The TV show Fist of Fury was a re-working of the famous Fist of Fury film starring the legendary Bruce Lee. Let me tell you, knowing the story so far going into Legend of the Fist helps, otherwise it’s a confusing narrative to say the least. After avenging his slain teacher’s death at the hands of the Japanese, Chen Zhen (Donnie Yen) is presumed dead. Chen travels to Europe to join his countrymen to fight in the European theatre of World War I (the film informs us of China’s ignored-yet-important role in said conflict). After the war is over, he returns to Shanghai under the alias of a fallen comrade, finding the city torn between the occupying British and Japanese forces. Joining an underground rebel movement, an incognito Chen becomes the manager of a posh nightclub for foreigners dubbed, homage ahoy, Casablanca. Like in the Bogart/Bergman classic, the club is a place where powerful political enemies often find themselves tables away from each other, giving Chen a valuable position that is not only close to his enemies, but will also help him avoid suspicion. Chen takes on the invaders in public by disguising himself as a masked hero, who looks an awful lot like Kato from The Green Hornet (no doubt another tribute to Bruce Lee). Using his new superhero identity, Chen uses it to save the political enemies of the murderous Japanese forces, in an effort to rid Shanghai of their foreign influence.
If that paragraph above makes the plot to this movie sound simple in any way, I assure you it is not. Legend of the Fist honestly feels like a season of a television show cut down into a feature film. Characters are casually introduced and killed, slapdash subplots come and go, and none of it feels like it has any consequence. On top of that, much of Chen Zhen’s kung-fu superheroics are given the montage treatment, as though a ton of action scenes were consolidated into a shotgun blast of various explosions and beatdowns. These bite-sized bits that are neither exciting, nor satisfying. The movie’s opening sequence, which takes place on a World War I battlefield, involves Chen fighting through enemy territory with dual bayonets in an effort to kill as many German troops as possible in the most insanely over-the-top manner imaginable, and it’s damn good fun. The scene where he first attacks the Japanese assassins in his Kato costume is also excellent, and promises a fun, pulpy adventure for our hero. But the movie loses steam shortly afterward, the story gets convoluted, it lacks focus, and eventually it becomes hard to care about anything that is happening.

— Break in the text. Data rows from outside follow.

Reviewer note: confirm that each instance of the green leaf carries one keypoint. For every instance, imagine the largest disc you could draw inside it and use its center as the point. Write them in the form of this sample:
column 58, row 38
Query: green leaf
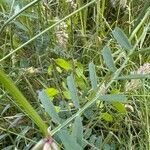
column 50, row 68
column 108, row 59
column 73, row 90
column 67, row 94
column 64, row 64
column 51, row 92
column 113, row 97
column 77, row 131
column 134, row 76
column 121, row 38
column 93, row 76
column 107, row 117
column 79, row 70
column 120, row 107
column 49, row 107
column 68, row 141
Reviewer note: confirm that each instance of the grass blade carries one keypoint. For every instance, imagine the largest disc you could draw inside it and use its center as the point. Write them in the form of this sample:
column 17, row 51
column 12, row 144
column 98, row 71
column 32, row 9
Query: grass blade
column 47, row 29
column 134, row 76
column 77, row 131
column 68, row 141
column 73, row 91
column 113, row 97
column 49, row 107
column 18, row 13
column 22, row 101
column 93, row 76
column 108, row 59
column 121, row 38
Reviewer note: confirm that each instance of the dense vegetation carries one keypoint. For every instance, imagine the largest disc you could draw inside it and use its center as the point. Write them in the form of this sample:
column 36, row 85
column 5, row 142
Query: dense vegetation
column 76, row 70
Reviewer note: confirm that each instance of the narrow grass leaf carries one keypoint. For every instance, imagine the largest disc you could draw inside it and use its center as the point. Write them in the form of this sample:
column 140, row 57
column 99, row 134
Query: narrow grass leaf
column 93, row 76
column 77, row 131
column 73, row 90
column 108, row 59
column 113, row 97
column 121, row 38
column 68, row 141
column 64, row 64
column 49, row 107
column 107, row 117
column 134, row 76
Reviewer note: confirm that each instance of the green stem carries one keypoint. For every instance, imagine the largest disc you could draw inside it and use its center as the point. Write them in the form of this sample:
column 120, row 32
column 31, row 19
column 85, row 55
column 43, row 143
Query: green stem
column 17, row 14
column 47, row 29
column 22, row 101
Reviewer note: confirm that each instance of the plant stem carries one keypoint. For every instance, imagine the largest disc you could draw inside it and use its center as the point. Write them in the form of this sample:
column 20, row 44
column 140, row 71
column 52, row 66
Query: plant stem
column 22, row 101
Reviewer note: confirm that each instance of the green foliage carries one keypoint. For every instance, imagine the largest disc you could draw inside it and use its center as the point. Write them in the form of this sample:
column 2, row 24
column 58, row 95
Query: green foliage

The film’s director, Andrew Lau, is best known for co-directing the excellent Infernal Affairs films with Alan Mak, which went on to inspire the Oscar-winning Martin Scorsese remake, The Departed. The Infernal Affairs movies were gritty (save for the occasional cantopop-laden sequence), but Legend of the Fist has a classical visual extravagance to it. The pre-World War II Shanghai setting recalls the opening action scene in Spielberg’s Indiana Jones and the Temple of Doom. Combine that with the pulp superhero vibe, and you have what should be a unique martial arts concoction. But Lau isn’t content to let his jazzy setting and extravagant production design do the work for him, and this is his undoing. Flashy editing and modern music ruin the sense of time and place, it’s an approach that’s akin to serving a fine cut of steak with a side of ketchup.
Legend of the Fist is one I hoped to love, Donnie Yen is one of the greatest leading men in Hong Kong martial arts movies right now, his work in movies like Kill Zone and Ip Man are high above the rest of the city’s recent crop of films, and I can find no fault with his brutal action choreography in this film. The cinematic tradition Legend of the Fist draws from, from Bruce Lee to Tsui Hark, is a rich one. But it can’t be discussed in the same breath as films like Hark’s Once Upon a Time in China, or Ronny Yu’s magnificent Fearless (which deals with Chen Zhen’s late master, another legendary Chinese hero). In fact, I would recommend watching those instead, if you haven’t seen them already. For great movies featuring the Chen Zhen character, go snag Bruce Lee’s Fist of Fury, or the remake starring Jet Li, Fist of Legend. They bring the goods in a manner that this film fails to.